The AI hype-cyclone is bad, but so is the anti-AI witch hunt. Commits co-authored by Claude do not mean that a project has "abandoned engineering as a serious endeavor"

Would we say that accepting contributions from new developers means we've "abandoned engineering as a serious endeavor"? No.

Claude can write wrong code. New contributors can write wrong code. What matters is what you do with that code after it's been written.

@nedbat Strictly speaking, that's true; and, I think the fact of Claude being attributed as the developer of some code speaks poorly of the effort of the developers involved.

Take the attrs library's AI policy, for instance:

Every contribution has to be backed by a human who unequivocally owns the copyright for all changes. No LLM bots in Co-authored-by:s.

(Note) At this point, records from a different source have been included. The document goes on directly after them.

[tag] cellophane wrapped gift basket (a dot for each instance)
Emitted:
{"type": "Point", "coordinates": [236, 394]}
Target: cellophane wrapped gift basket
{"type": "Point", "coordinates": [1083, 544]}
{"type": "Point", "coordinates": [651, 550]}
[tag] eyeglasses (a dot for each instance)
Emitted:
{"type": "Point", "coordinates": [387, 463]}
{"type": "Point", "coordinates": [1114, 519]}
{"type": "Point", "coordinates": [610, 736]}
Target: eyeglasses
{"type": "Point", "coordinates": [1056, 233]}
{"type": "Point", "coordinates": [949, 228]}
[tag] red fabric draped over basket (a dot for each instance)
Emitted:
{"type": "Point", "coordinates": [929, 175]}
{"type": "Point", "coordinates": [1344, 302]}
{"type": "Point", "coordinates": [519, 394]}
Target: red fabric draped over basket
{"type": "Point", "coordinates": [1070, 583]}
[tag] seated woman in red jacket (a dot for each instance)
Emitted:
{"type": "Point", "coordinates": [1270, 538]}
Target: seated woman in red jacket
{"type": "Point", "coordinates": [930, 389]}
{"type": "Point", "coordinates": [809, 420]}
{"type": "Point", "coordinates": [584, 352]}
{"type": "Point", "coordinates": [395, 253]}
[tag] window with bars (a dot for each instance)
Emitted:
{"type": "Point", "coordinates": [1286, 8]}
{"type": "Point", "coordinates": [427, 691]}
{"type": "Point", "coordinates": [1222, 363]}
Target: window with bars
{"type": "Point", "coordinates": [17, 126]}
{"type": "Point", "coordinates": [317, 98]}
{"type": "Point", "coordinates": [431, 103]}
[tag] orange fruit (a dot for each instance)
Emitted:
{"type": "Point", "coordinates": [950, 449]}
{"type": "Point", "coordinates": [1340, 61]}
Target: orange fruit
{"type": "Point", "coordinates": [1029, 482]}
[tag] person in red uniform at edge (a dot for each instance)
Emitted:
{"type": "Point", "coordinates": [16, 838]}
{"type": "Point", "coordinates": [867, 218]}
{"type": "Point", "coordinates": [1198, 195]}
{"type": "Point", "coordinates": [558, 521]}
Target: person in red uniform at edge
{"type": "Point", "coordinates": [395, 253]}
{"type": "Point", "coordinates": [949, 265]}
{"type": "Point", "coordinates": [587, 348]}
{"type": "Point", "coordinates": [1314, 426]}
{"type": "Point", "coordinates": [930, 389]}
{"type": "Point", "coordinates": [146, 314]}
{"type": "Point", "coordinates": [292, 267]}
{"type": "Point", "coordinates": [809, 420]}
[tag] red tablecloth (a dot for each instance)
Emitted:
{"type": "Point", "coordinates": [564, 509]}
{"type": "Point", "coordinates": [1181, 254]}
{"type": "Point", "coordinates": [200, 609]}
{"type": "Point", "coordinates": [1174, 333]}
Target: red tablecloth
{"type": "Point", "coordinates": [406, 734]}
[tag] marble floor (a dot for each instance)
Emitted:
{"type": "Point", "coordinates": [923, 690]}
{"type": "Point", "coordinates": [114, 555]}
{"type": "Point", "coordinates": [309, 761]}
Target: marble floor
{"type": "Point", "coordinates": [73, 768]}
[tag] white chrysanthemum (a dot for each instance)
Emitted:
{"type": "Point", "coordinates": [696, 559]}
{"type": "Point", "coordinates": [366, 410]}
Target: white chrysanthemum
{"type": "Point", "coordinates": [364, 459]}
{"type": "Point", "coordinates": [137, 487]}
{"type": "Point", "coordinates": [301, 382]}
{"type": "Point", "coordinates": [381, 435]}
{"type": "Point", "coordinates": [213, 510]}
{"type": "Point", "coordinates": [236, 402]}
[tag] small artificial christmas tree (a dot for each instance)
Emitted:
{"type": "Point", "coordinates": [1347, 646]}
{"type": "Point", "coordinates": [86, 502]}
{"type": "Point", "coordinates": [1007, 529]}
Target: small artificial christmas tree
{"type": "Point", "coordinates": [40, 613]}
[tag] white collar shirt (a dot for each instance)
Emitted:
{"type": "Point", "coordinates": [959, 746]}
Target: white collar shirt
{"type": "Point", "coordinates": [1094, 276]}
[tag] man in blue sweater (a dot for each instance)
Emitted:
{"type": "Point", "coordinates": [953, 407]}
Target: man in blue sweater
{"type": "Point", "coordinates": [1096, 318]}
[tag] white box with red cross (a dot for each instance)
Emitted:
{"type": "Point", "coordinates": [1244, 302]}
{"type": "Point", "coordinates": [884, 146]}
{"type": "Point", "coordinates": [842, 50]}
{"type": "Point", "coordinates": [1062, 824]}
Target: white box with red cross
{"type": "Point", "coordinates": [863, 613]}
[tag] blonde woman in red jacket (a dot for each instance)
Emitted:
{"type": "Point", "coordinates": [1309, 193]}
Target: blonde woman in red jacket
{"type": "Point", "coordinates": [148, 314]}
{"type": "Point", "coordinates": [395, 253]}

That seems wise! If you're not so confident in the code that you'd type it with your own fingers, you're not confident enough to commit it.

I wish CPython would adopt that, too.

@clayote "No LLM bots in Co-authored-by:s." Does this mean if Claude wrote some of the code you don't want it noted in the commit?
@nedbat I want the author to take the fall, if it turns out to be uncopyrightable
@clayote There's a person who is the author of the commit. I don't understand the requirement to not mention an LLM in a "Co-author" line.
@nedbat It could be used to argue in court that the code isn't copyrightable, and therefore its license is unenforceable
@clayote Seems like then the rule is, "You must not disclose that you did something to put the license at risk"? I feel like I'm still not understanding. I would understand if the intent of the rule was, "You must not use an LLM to create contributions."
@nedbat @clayote I can imagine that some people will look closer at the ai contributed code when committing with their own name.